En ese punto empezamos a ver las malas hierbas y las parásitas. Porque ya no se podía sembrar, ni podar, ni regar. Las parásitas siempre han movido mi curiosidad. Parecidas a los hombres inútiles y a la mayoría de los políticos son unas verdaderas plagas. Es impresionante como las Pithirusa pyrifolia (guatepajarito) o las Tillandsias recurvatas (tiñas) acaban con las plantas. Las primeras chupándole la savia. Las segundas exhalando un ácido que, poco a poco, las mata. Muchos de nosotros hemos conocido personas parásitas que succionan todo a su alrededor, sin aportar nada. O emanan toxicidades.

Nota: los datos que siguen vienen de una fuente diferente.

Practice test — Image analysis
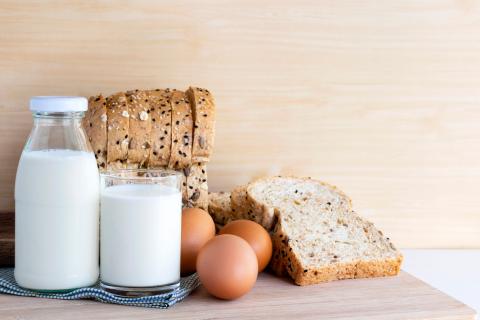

Así que pasamos semanas rastrillando hojas secas y eliminando parásitas. Sacando plantas muertas por la sequía. Sentíamos que no avanzábamos. Pero insistíamos. Llegaba la mañana y si había llegado un poco de agua la felicidad nos embargaba para salvar nuestras desfallecidas plantas. Y seguíamos sacando parásitas y rastrillando. Un día un bajón de electricidad quemó los tableros eléctricos del embalse que surte agua a Caracas. Ahora había que racionar hasta el agua para bañarse. No tenía sentido seguir en el jardín.  Entonces entendimos que, sin luz, sin agua, con una conexión inestable de Internet, sin gasolina, sin la posibilidad de comprar fertilizantes, ni pesticidas, no había más alternativa que volver a los libros. Vivir la pandemia en Venezuela es, quizás peor, que en cualquier otra parte del mundo. Habían ganado los parásitos.